Hier, le rapporteur public a considéré que la question prioritaire de constitutionnalité soulevée par La Quadrature du Net, French Data Network (FDN) et la Fédération des Fournisseurs d’accès à internet associatifs (FFDN) méritait une transmission au Conseil constitutionnel (notre compte rendu). La balle est maintenant dans le camp du Conseil d’État qui, s’il n’est pas lié par ses conclusions, les suit généralement. Nous avons interrogé en sortie d’audience Me Patrice Spinosi, l’avocat des requérants.
En 2013, lors des débats du projet de loi Programmation militaire, la Quadrature du Net, la FDN et la FFDN n’avaient eu de cesse de dénoncer les flous du régime français de la surveillance des réseaux. Malheureusement, ni les parlementaires, ni le gouvernement n’ont souhaité les faire examiner par le Conseil constitutionnel.
En avril 2015, ces mêmes acteurs ont donc soulevé une question prioritaire de constitutionnalité visant à contrôler le dispositif désormais appliqué. Une première étape importante s’est déroulée hier au Conseil d’État. Pour mémoire, dans les contentieux avec l’État, celui-ci est chargé de jauger notamment du caractère « sérieux » des QPC avant de les transmettre au Conseil constitutionnel.
Hier, à Paris, le rapporteur public a lui aussi considéré que cette fameuse LPM souffre de brèches. En effet, elle autorise d’une main les services du renseignement à avaler quantité de données (les « informations et documents ») dans les bras des acteurs du Net et des télécoms sur simple « sollicitation » de leur réseau. Dans l’autre, elle ne protègerait pas assez les professions à risques, à savoir les avocats et les journalistes dont les sources sont potentiellement malmenées. C’est ce dernier point qui suscite dans son esprit le plus d’interrogations. De par sa fonction - recommander des solutions de droit au Conseil d’État - il lui suggère donc de transmettre l'ensemble du dossier aux neuf sages de la rue Montpensier. L'affaire est un beau grain de sable pour le projet de loi sur le Renseignement, débattu à partir d’aujourd’hui au Sénat. En effet, ce dernier amplifie la surveillance initiée par la loi de programmation militaire, en s’appuyant à plein régime sur ses rouages. En sortie d’audience, nous avons recueilli les impressions de Me Spinosi, avocat de la Quadrature du Net, FDN et FFDN.

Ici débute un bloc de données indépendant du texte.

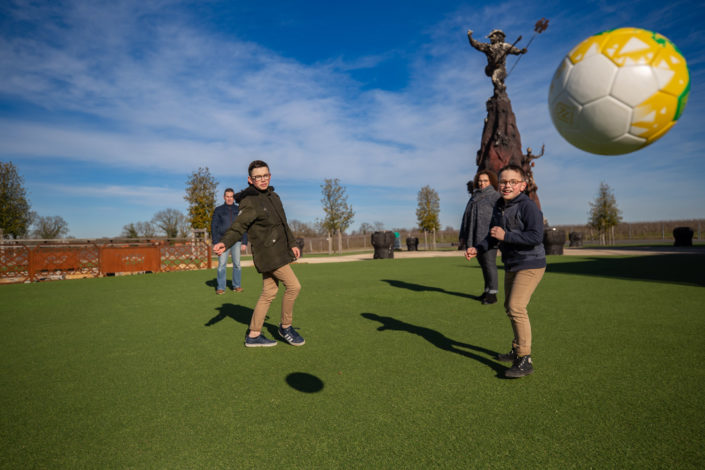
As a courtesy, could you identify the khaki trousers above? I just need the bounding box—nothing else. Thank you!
[504,267,545,356]
[250,264,301,332]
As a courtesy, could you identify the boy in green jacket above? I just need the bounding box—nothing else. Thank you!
[213,160,304,347]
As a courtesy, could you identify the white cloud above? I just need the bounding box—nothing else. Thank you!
[36,182,183,207]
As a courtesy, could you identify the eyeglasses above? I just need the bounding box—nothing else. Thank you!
[250,173,271,182]
[498,179,524,187]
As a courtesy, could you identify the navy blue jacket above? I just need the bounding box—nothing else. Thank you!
[475,192,546,272]
[211,203,247,245]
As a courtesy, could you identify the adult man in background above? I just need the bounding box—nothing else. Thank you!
[211,188,247,294]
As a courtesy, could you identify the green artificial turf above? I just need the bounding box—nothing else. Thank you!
[1,254,704,469]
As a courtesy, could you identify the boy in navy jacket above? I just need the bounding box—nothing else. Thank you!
[466,164,546,378]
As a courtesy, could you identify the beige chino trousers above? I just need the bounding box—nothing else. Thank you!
[503,267,545,357]
[250,264,301,332]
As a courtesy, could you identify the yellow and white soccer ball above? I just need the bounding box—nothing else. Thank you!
[548,27,690,155]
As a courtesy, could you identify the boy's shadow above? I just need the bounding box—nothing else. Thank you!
[382,279,482,301]
[361,312,507,376]
[205,303,276,338]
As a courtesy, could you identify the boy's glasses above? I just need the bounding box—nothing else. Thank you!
[498,180,524,187]
[251,174,271,181]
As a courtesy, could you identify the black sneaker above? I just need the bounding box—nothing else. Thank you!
[505,355,534,378]
[496,348,517,363]
[245,334,277,348]
[482,293,497,305]
[278,325,305,346]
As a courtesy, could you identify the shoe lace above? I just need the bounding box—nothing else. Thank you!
[515,355,531,368]
[283,326,301,340]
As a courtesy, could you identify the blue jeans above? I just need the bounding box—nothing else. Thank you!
[216,242,242,291]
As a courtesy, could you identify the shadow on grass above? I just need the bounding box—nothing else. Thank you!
[286,372,324,393]
[548,254,705,287]
[381,279,481,300]
[361,313,507,377]
[205,303,278,338]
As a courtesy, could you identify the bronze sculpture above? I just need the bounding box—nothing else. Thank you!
[467,29,527,95]
[468,25,546,209]
[522,145,544,196]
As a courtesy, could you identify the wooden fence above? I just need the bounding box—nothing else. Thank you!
[0,238,211,284]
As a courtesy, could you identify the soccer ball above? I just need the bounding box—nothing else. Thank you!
[548,27,690,155]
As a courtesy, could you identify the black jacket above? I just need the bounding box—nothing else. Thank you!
[476,192,546,272]
[219,185,297,273]
[211,203,247,245]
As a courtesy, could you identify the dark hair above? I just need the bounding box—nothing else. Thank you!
[224,188,235,195]
[248,160,269,176]
[473,169,498,190]
[466,179,474,193]
[498,164,526,181]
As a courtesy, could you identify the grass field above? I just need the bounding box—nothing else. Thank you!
[1,254,704,469]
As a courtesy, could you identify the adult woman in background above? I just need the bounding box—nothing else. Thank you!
[459,170,500,304]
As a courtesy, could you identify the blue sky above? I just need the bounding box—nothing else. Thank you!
[1,0,703,238]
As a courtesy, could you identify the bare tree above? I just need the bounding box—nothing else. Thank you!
[358,222,375,234]
[136,221,157,238]
[152,209,186,238]
[31,215,69,239]
[121,220,157,238]
[289,219,320,238]
[121,223,139,238]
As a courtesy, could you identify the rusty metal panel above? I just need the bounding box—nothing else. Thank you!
[99,246,161,274]
[29,245,100,281]
[1,239,210,283]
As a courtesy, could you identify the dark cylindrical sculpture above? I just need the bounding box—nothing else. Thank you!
[406,237,419,251]
[673,227,694,247]
[568,231,583,247]
[371,231,394,259]
[543,228,565,255]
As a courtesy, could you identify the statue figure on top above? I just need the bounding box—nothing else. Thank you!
[467,29,527,95]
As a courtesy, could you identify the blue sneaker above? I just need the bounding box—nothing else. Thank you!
[245,334,277,348]
[278,325,305,346]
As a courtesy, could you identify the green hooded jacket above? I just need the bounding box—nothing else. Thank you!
[219,185,297,273]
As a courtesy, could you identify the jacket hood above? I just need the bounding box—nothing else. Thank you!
[234,185,274,203]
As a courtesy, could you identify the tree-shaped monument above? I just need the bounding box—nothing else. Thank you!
[468,24,545,208]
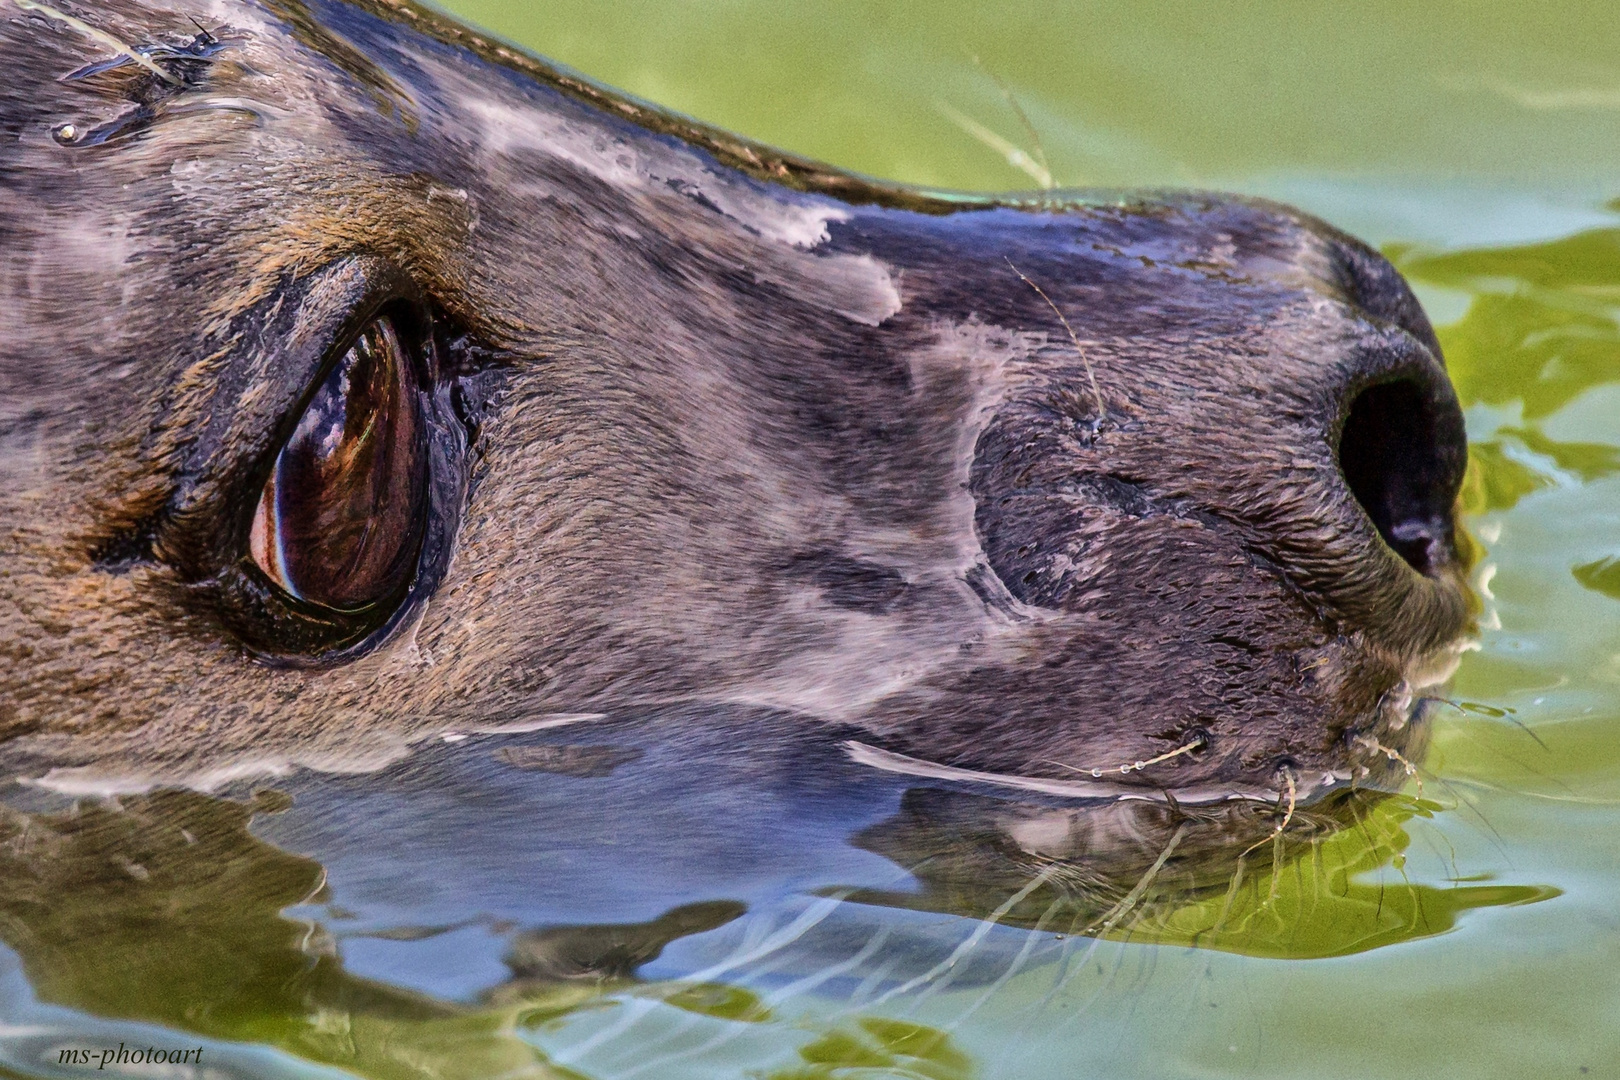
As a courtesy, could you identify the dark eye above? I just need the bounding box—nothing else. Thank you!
[248,314,428,611]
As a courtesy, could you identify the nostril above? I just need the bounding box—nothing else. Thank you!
[1337,379,1466,576]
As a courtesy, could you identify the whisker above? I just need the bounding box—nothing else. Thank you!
[1039,734,1206,779]
[1355,737,1424,801]
[1082,823,1190,938]
[1418,815,1463,882]
[1353,813,1389,921]
[1441,774,1620,805]
[849,954,903,1009]
[939,892,1071,1030]
[1406,762,1511,857]
[975,58,1055,187]
[1197,853,1248,944]
[1443,722,1573,793]
[1239,767,1297,864]
[1006,259,1108,423]
[613,926,897,1080]
[1425,695,1549,751]
[936,100,1053,188]
[1023,825,1191,1025]
[10,0,181,85]
[857,862,1061,1012]
[551,894,849,1068]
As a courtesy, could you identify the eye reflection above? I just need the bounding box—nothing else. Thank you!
[249,314,427,612]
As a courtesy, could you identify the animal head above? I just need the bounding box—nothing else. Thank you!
[1,0,1472,801]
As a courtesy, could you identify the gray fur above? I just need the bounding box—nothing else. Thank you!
[0,0,1471,798]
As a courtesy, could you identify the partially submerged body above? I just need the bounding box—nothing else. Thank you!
[1,0,1471,801]
[0,1,1483,1068]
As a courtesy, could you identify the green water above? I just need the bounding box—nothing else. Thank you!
[429,1,1620,1075]
[8,2,1620,1079]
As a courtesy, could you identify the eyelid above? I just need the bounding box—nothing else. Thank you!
[152,256,429,580]
[105,254,471,663]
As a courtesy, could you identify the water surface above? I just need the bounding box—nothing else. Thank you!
[6,2,1620,1078]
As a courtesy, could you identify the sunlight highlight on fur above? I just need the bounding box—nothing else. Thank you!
[10,0,180,85]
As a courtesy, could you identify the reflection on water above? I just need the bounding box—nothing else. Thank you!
[847,788,1554,961]
[0,790,588,1080]
[0,701,1555,1080]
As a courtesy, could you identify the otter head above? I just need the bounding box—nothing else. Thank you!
[0,0,1471,805]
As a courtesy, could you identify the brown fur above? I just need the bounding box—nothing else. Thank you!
[1,0,1471,798]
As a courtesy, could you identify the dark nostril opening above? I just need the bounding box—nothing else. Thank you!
[1337,380,1465,576]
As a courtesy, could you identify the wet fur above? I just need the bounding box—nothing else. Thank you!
[1,0,1470,795]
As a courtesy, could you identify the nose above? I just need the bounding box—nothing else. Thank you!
[970,238,1469,621]
[1329,238,1469,579]
[1337,375,1467,577]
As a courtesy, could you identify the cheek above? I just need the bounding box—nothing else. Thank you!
[405,559,568,706]
[6,570,190,733]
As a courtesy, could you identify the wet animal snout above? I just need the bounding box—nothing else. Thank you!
[970,230,1470,659]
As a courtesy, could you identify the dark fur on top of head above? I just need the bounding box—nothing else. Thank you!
[0,0,1471,799]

Quelle analyse faites-vous des conclusions du rapporteur public ?
Ce sont des conclusions à la transmission de la question prioritaire de constitutionnalité, comme on pouvait l’espérer. Il s’arrête tout particulièrement sur la question des atteintes aux secrets, celui des avocats et des journalistes, et c’est évidemment l’un des points centraux de la QPC qui a été déposée. Il considère que ces éléments sont sérieux, que les temps ont changé et qu’aujourd’hui, l’utilisation des données est devenue quelque chose de courant et particulièrement attentatoire aux libertés. Pour l’ensemble de ces raisons, il suggère que le Conseil constitutionnel puisse se prononcer sur cette question de société, qui est la possibilité aujourd’hui pour l’administration de saisir et conserver des données personnelles.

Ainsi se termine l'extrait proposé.